Une primauté administrative contre feues les "valeurs" défendues par les lycées militaires
A l'heure où les réductions budgétaires sont de rigueur, le ministère de la Défense multiplie les inspections de ses établissements d'enseignement, notamment ses lycées militaires afin de s'assurer que les deniers de l'Etat y sont dépensés à bon escient. Or, une polémique agite l'un des plus prestigieux d'entre eux, situé aux portes de Paris : le lycée militaire de Saint-Cyr l'Ecole.
Malgré la volonté de la direction des études de ne pas ébruiter l'affaire, des parents d'élèves des classes de terminales de l'établissement signalent qu'un des professeurs de philosophie de l'institution réputée a vu les coefficients de ses notes modifiés de façon unilatérale et arbitraire par le proviseur et le proviseur-adjoint de l'établissement à la veille des conseils de classes du 2e trimestre. Atteinte intolérable au principe de souveraineté pédagogique, falsification éhontée des moyennes des classes figurant sur le système national Admission Post-Bac, tout indique que l'équipe de direction a confondu l'administratif et la pédagogie, ourdissant en toute conscience un crime de lèse-majesté philosophique.
Nouvellement nommée à la rentrée de septembre 2013, la direction des études, qui n’est pas à un méfait près, est accusée par le corps enseignant de mener une politique de sexisme déplacé et de népotisme assumé en jetant la disgrâce sur les femmes enceintes et les enseignants souffrant d'un handicap soudain. De privilégier le recrutement annualisé de vacataires ou contractuels et de procéder en échange au "remerciement" des enseignants diplômés en place, parfois de longue date, lesquels sont de moins en moins renouvelés dans leur détachement de l'éducation nationale au ministère de la défense, autant d'élémens inquiétants transmis au général inspecteur de l'Armée de Terre lors de sa visite de l'établissement fin avril 2014. Après les ravages de "la guerre invisible" (narrés dans l'essai éponyme paru chez Grasset en avril 2014) qui mettent en exergue les atteintes portées aux femmes dans les divers corps d'armée , c'est désormais "la gestion ostensible" affichée par la direction des études du lycée militaire de Saint-Cyr L'Ecole qui effraie.
L'on s'interroge en effet sur la liberté de notation et d'appréciation objective du travail des élèves dont peuvent faire état les enseignants dans un système inhérent à la Grande Muette où ils sont en permanence soumis à une épée de Damoclès faisant que, s'ils n'attribuent point les notes qui ont l'agrément de leur direction, comme l'a écrit explicitement le proviseur du lycée militaire au professeur de philosophie concerné, ils se voient retirer leur poste. Le scandale est tel, à 15 jours des épreuves du baccalauréat national, que l'Inspection Générale, plus haute autorité en la matière en France, est intervenue officiellement dans un courrier adressé au proviseur en avril dernier afin de rappeler les limites dévolues à l'administration, franchies avec allégresse dans ce cas d'espèce. Et de dénoncer une primauté, à la limite de l'illégalité, qui dérange et s'inscrit en porte-à-faux avec les "valeurs" - de loyauté et d'honneur entre autres - défendues par les lycées militaires régis par le Commandement des Forces de l'Armée de Terre.

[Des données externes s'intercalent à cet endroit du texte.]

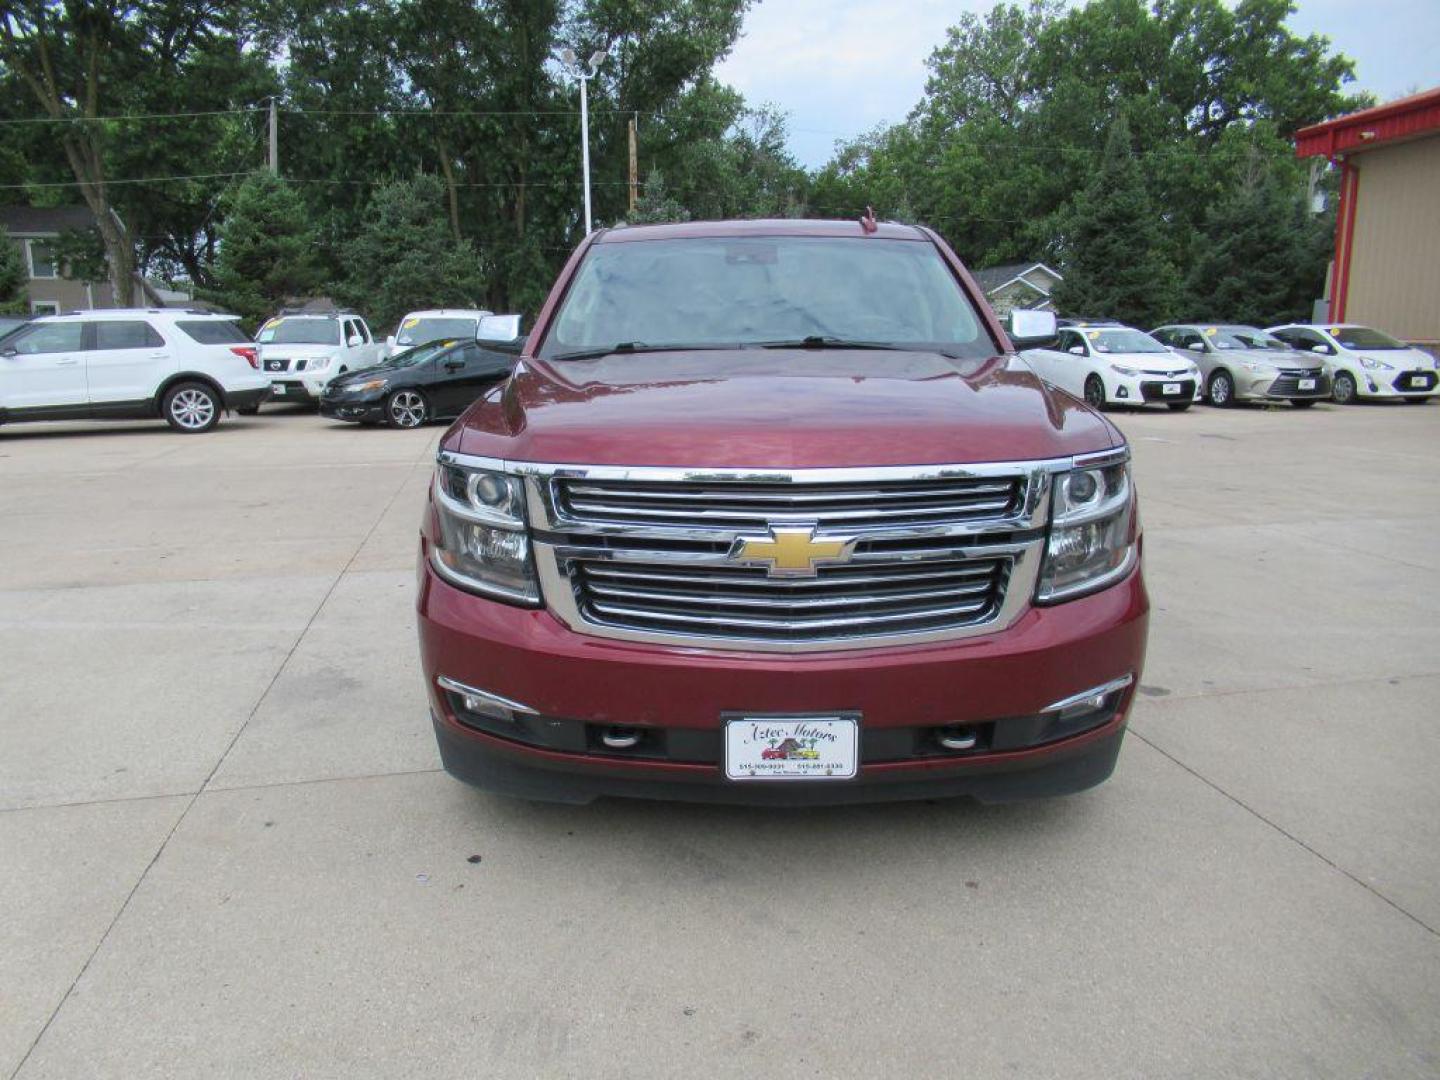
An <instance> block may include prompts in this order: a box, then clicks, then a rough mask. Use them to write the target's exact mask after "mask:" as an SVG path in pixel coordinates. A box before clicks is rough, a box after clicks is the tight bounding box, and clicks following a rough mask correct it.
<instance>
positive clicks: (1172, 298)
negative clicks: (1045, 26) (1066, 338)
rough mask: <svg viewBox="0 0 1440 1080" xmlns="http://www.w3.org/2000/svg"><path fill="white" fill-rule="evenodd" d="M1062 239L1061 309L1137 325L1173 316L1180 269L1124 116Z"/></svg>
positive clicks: (1173, 313)
mask: <svg viewBox="0 0 1440 1080" xmlns="http://www.w3.org/2000/svg"><path fill="white" fill-rule="evenodd" d="M1064 242H1066V258H1064V259H1063V264H1061V265H1063V272H1064V275H1066V279H1064V281H1063V282H1061V284H1060V285H1058V287H1057V288H1056V292H1054V297H1056V305H1057V308H1058V310H1060V311H1061V312H1064V314H1071V315H1092V317H1102V318H1119V320H1120V321H1123V323H1130V324H1133V325H1138V327H1153V325H1158V324H1159V323H1164V321H1166V320H1168V318H1171V317H1172V315H1174V305H1175V301H1176V300H1178V291H1179V275H1178V272H1176V269H1175V264H1174V262H1172V261H1171V255H1169V251H1168V246H1166V239H1165V232H1164V228H1162V225H1161V219H1159V215H1156V213H1155V206H1153V203H1152V202H1151V197H1149V193H1148V192H1146V190H1145V176H1143V174H1142V171H1140V166H1139V161H1136V158H1135V154H1133V151H1132V148H1130V128H1129V124H1126V121H1125V118H1123V117H1120V118H1117V120H1116V121H1115V124H1112V127H1110V135H1109V138H1107V141H1106V145H1104V158H1103V161H1102V163H1100V167H1099V168H1097V170H1096V171H1094V174H1093V176H1092V179H1090V183H1089V184H1087V186H1086V187H1084V190H1083V192H1081V193H1080V194H1079V196H1077V197H1076V200H1074V204H1073V207H1071V210H1070V213H1068V217H1067V223H1066V240H1064Z"/></svg>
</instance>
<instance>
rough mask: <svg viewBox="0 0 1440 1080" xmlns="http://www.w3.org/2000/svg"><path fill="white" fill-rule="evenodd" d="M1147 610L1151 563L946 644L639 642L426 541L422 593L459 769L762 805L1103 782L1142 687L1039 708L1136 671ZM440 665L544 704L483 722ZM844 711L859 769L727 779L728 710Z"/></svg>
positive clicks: (562, 789)
mask: <svg viewBox="0 0 1440 1080" xmlns="http://www.w3.org/2000/svg"><path fill="white" fill-rule="evenodd" d="M1148 608H1149V605H1148V599H1146V595H1145V586H1143V580H1142V577H1140V573H1139V570H1136V572H1135V573H1132V575H1130V576H1129V577H1126V579H1125V580H1123V582H1120V583H1119V585H1116V586H1113V588H1110V589H1106V590H1103V592H1100V593H1096V595H1093V596H1087V598H1083V599H1079V600H1071V602H1068V603H1061V605H1056V606H1047V608H1030V609H1028V611H1027V612H1025V613H1024V615H1021V618H1020V619H1018V621H1017V622H1015V624H1012V625H1011V626H1009V628H1007V629H1005V631H1001V632H996V634H991V635H984V636H976V638H968V639H960V641H950V642H942V644H933V645H904V647H888V648H877V649H870V651H847V652H844V654H840V652H821V654H806V655H776V654H756V652H740V651H723V649H697V648H680V647H661V645H642V644H636V642H624V641H611V639H605V638H599V636H592V635H586V634H577V632H575V631H570V629H569V628H567V626H564V625H563V624H562V622H560V621H559V619H556V618H554V616H553V615H550V613H549V612H547V611H543V609H541V611H534V609H524V608H511V606H508V605H504V603H498V602H494V600H487V599H482V598H480V596H474V595H471V593H467V592H462V590H459V589H455V588H454V586H451V585H448V583H446V582H444V580H442V579H441V577H438V576H436V575H435V572H433V569H432V567H431V563H429V559H428V556H426V552H425V550H423V543H422V552H420V595H419V603H418V609H419V634H420V655H422V665H423V670H425V675H426V685H428V693H429V704H431V714H432V719H433V723H435V732H436V739H438V742H439V747H441V755H442V759H444V762H445V768H446V769H448V770H449V772H451V773H454V775H455V776H458V778H459V779H464V780H468V782H471V783H477V785H480V786H484V788H487V789H491V791H498V792H503V793H510V795H517V796H523V798H539V799H552V801H566V802H589V801H592V799H595V798H598V796H602V795H625V796H635V798H665V799H687V801H706V802H756V804H766V805H791V804H837V802H868V801H890V799H907V798H935V796H953V795H969V796H975V798H979V799H984V801H996V802H998V801H1009V799H1021V798H1034V796H1040V795H1060V793H1067V792H1073V791H1080V789H1083V788H1089V786H1093V785H1094V783H1099V782H1100V780H1103V779H1104V778H1106V776H1107V775H1109V773H1110V770H1112V768H1113V765H1115V757H1116V753H1117V752H1119V744H1120V739H1122V736H1123V732H1125V724H1126V719H1128V714H1129V706H1130V701H1132V700H1133V694H1135V685H1133V684H1132V685H1130V687H1129V688H1128V690H1126V691H1125V693H1123V696H1122V697H1119V698H1117V701H1116V706H1115V708H1113V710H1112V711H1110V713H1107V714H1106V716H1104V717H1102V719H1100V720H1099V721H1096V723H1094V724H1093V726H1089V727H1084V729H1081V730H1076V732H1074V733H1067V732H1066V730H1061V729H1054V727H1043V724H1040V723H1038V721H1037V714H1040V713H1041V711H1043V710H1044V708H1045V707H1047V706H1050V704H1053V703H1056V701H1058V700H1061V698H1066V697H1068V696H1073V694H1076V693H1079V691H1084V690H1089V688H1090V687H1094V685H1097V684H1100V683H1104V681H1107V680H1110V678H1116V677H1122V675H1126V674H1130V675H1133V677H1135V680H1136V683H1138V680H1139V675H1140V668H1142V664H1143V660H1145V634H1146V624H1148ZM441 677H445V678H448V680H454V681H456V683H462V684H465V685H469V687H477V688H484V690H485V691H488V693H490V694H495V696H500V697H503V698H508V700H510V701H514V703H523V704H524V706H528V707H530V708H533V710H534V713H536V716H534V717H533V719H531V720H530V721H528V724H527V730H518V729H517V730H516V732H514V733H513V734H505V733H504V727H497V726H495V724H488V726H487V730H478V727H477V724H475V723H474V717H469V719H462V717H461V716H459V708H458V707H456V704H455V698H454V697H452V694H449V693H448V691H445V690H442V688H441V687H439V684H438V681H436V680H439V678H441ZM835 711H844V713H852V714H858V716H860V723H861V765H860V775H858V776H857V778H855V779H854V780H844V782H834V780H832V782H802V780H791V782H773V783H760V782H744V780H740V782H733V780H726V779H724V769H723V762H720V760H719V753H720V749H719V747H720V732H721V726H723V720H721V717H723V716H726V714H730V716H733V714H737V713H739V714H755V716H766V714H769V716H776V714H815V713H835ZM611 726H625V727H631V729H636V730H639V732H645V733H649V736H654V737H649V739H648V743H649V744H651V746H662V747H667V755H662V756H649V757H644V756H625V755H616V753H612V752H605V750H600V749H599V747H598V746H596V739H595V733H596V732H598V730H602V729H605V727H611ZM953 726H965V727H973V729H975V730H978V732H981V733H982V737H981V742H979V744H978V746H976V747H975V749H973V750H968V752H962V753H953V755H950V753H937V752H935V749H933V746H932V743H929V742H926V733H932V732H933V730H935V729H939V727H953ZM1035 740H1041V742H1035ZM537 743H543V744H537ZM926 747H929V749H926Z"/></svg>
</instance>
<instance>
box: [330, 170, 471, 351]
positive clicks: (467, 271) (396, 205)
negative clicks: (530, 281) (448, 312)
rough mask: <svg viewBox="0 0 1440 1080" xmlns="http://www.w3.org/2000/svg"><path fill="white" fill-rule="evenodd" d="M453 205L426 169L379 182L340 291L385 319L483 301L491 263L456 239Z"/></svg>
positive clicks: (344, 259) (468, 304)
mask: <svg viewBox="0 0 1440 1080" xmlns="http://www.w3.org/2000/svg"><path fill="white" fill-rule="evenodd" d="M445 206H446V193H445V184H444V181H442V180H441V179H439V177H435V176H428V174H425V173H418V174H416V176H413V177H410V179H409V180H393V181H390V183H387V184H382V186H380V187H377V189H376V190H374V194H373V196H372V199H370V204H369V207H367V213H366V216H364V220H363V222H361V225H360V232H359V233H357V235H356V238H354V239H351V240H350V242H348V243H347V245H346V246H344V248H343V259H341V264H343V266H344V268H346V276H344V279H343V281H340V282H337V284H336V294H337V295H338V297H340V298H341V300H344V301H346V302H348V304H353V305H354V307H357V308H359V310H361V311H364V312H366V314H367V315H370V318H372V320H373V321H374V323H376V324H377V325H393V324H395V323H396V321H397V320H399V318H400V317H402V315H403V314H405V312H406V311H415V310H416V308H439V307H481V305H482V301H484V300H485V269H484V264H482V261H481V256H480V252H478V251H475V246H474V245H472V243H471V242H469V240H456V239H455V235H454V232H452V230H451V223H449V217H448V215H446V212H445Z"/></svg>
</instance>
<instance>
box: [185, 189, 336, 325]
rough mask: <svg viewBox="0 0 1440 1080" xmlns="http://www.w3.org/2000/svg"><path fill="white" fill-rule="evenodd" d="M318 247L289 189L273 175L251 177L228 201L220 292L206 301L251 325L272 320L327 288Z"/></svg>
mask: <svg viewBox="0 0 1440 1080" xmlns="http://www.w3.org/2000/svg"><path fill="white" fill-rule="evenodd" d="M317 245H318V238H317V235H315V230H314V226H312V225H311V220H310V215H308V212H307V210H305V204H304V203H302V202H301V199H300V196H298V194H295V192H294V189H291V187H289V184H287V183H285V181H284V180H279V179H278V177H274V176H271V174H269V173H256V174H255V176H251V177H246V179H245V180H243V181H242V183H240V184H239V186H238V187H235V189H233V190H232V192H230V193H229V196H228V197H226V199H225V223H223V226H222V228H220V252H219V255H217V256H216V261H215V288H212V289H204V292H203V295H204V297H206V298H207V300H213V301H216V302H219V304H222V305H225V307H226V308H228V310H230V311H233V312H235V314H238V315H242V317H243V318H246V320H251V321H258V320H261V318H265V317H266V315H272V314H275V311H278V310H279V308H281V307H284V304H285V302H287V301H295V300H302V298H305V297H308V295H311V294H312V292H315V291H317V289H318V288H321V285H323V284H324V275H323V272H321V269H320V258H318V246H317Z"/></svg>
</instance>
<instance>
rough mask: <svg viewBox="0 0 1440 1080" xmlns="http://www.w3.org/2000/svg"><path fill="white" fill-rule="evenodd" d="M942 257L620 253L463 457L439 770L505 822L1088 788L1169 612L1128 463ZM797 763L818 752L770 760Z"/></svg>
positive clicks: (606, 237)
mask: <svg viewBox="0 0 1440 1080" xmlns="http://www.w3.org/2000/svg"><path fill="white" fill-rule="evenodd" d="M1025 314H1027V315H1031V317H1030V318H1020V317H1017V323H1015V330H1017V334H1018V333H1021V331H1022V330H1025V328H1024V327H1022V324H1024V323H1027V321H1028V323H1030V324H1031V325H1030V328H1028V330H1025V338H1027V340H1020V338H1018V337H1017V338H1015V340H1014V343H1012V340H1011V337H1009V336H1008V334H1007V331H1005V328H1004V327H1002V325H1001V324H999V321H998V320H996V318H995V315H994V312H992V311H991V310H989V308H988V307H986V304H985V301H984V298H982V294H981V292H979V291H978V288H976V285H975V282H973V279H972V278H971V275H969V274H968V272H966V269H965V268H963V266H962V265H960V262H959V259H958V258H956V256H955V253H953V252H952V251H950V249H949V246H946V243H945V242H943V240H942V239H940V238H939V236H937V235H936V233H933V232H932V230H929V229H922V228H912V226H906V225H893V223H876V222H873V220H870V219H865V220H863V222H860V223H857V222H814V220H782V222H719V223H683V225H655V226H634V228H618V229H611V230H600V232H596V233H592V235H590V236H589V238H586V239H585V240H583V242H582V245H580V246H579V248H577V249H576V252H575V253H573V255H572V258H570V259H569V262H567V264H566V266H564V269H563V271H562V274H560V276H559V281H557V282H556V285H554V288H553V291H552V294H550V297H549V300H547V301H546V304H544V307H543V308H541V311H540V315H539V318H537V321H536V324H534V328H533V331H531V334H530V337H528V338H527V341H526V346H524V348H523V351H521V357H520V360H518V363H517V366H516V370H514V373H513V374H511V377H510V379H508V380H507V382H504V383H503V384H501V386H498V387H495V389H494V390H492V392H490V393H487V395H485V396H484V397H482V399H481V400H478V402H477V403H475V405H474V406H472V408H471V409H469V410H467V412H465V415H464V416H462V418H461V419H459V420H458V422H456V423H455V425H454V426H452V428H451V429H449V431H448V432H446V433H445V435H444V438H442V441H441V448H439V454H438V462H436V469H435V477H433V484H432V485H431V492H429V501H428V507H426V510H425V514H423V521H422V528H420V541H419V563H418V575H419V595H418V624H419V641H420V654H422V668H423V672H425V681H426V688H428V696H429V708H431V714H432V721H433V727H435V734H436V739H438V743H439V750H441V757H442V760H444V765H445V768H446V769H448V770H449V772H451V773H452V775H455V776H456V778H459V779H462V780H468V782H471V783H475V785H478V786H481V788H485V789H490V791H495V792H501V793H505V795H513V796H520V798H530V799H546V801H563V802H589V801H592V799H595V798H598V796H611V795H615V796H636V798H655V799H694V801H734V802H755V804H772V805H798V804H837V802H861V801H888V799H909V798H935V796H952V795H965V796H973V798H978V799H981V801H988V802H1004V801H1014V799H1024V798H1034V796H1048V795H1060V793H1068V792H1076V791H1081V789H1086V788H1090V786H1093V785H1096V783H1099V782H1102V780H1103V779H1106V778H1107V776H1109V775H1110V772H1112V770H1113V768H1115V762H1116V756H1117V753H1119V749H1120V742H1122V737H1123V733H1125V726H1126V720H1128V714H1129V708H1130V703H1132V700H1133V696H1135V690H1136V685H1138V681H1139V677H1140V668H1142V664H1143V658H1145V641H1146V624H1148V609H1149V603H1148V599H1146V592H1145V585H1143V579H1142V567H1140V563H1142V559H1140V547H1142V534H1140V524H1139V514H1138V507H1136V494H1135V487H1133V482H1132V478H1130V467H1129V448H1128V445H1126V442H1125V439H1123V436H1122V435H1120V432H1119V431H1117V429H1116V428H1115V426H1113V425H1112V423H1110V422H1109V420H1107V419H1106V418H1104V416H1102V415H1100V413H1099V412H1096V410H1094V409H1092V408H1090V406H1087V405H1086V403H1084V402H1083V400H1077V399H1076V397H1071V396H1068V395H1066V393H1064V392H1061V390H1057V389H1053V387H1048V386H1045V384H1044V383H1043V382H1041V380H1040V379H1037V377H1035V374H1034V373H1032V372H1031V370H1030V367H1028V366H1027V364H1025V363H1024V361H1022V360H1020V359H1018V357H1017V354H1015V346H1040V344H1044V343H1045V341H1047V340H1053V337H1054V334H1056V325H1054V318H1053V317H1051V315H1035V314H1034V312H1025ZM791 744H802V746H805V747H806V749H808V753H805V755H799V753H775V752H773V750H775V747H776V746H791Z"/></svg>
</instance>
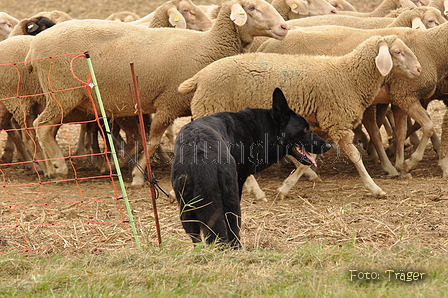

Fort de dix dernières années passées à enseigner dans les établissements de la défense, le platonicien philosophe de la caserne qui subit depuis le début de l'année 2014 une pression incessante pour qu'il capitule face à la direction des études et qui a été dégradé dans sa note administrative annuelle a mis en oeuvre, non sans pragmatisme, la sagesse qui lui paraissait la plus indiquée : il a décidé, après tant d'années de bons et loyaux services rendus à la nation, de quitter l'établissement.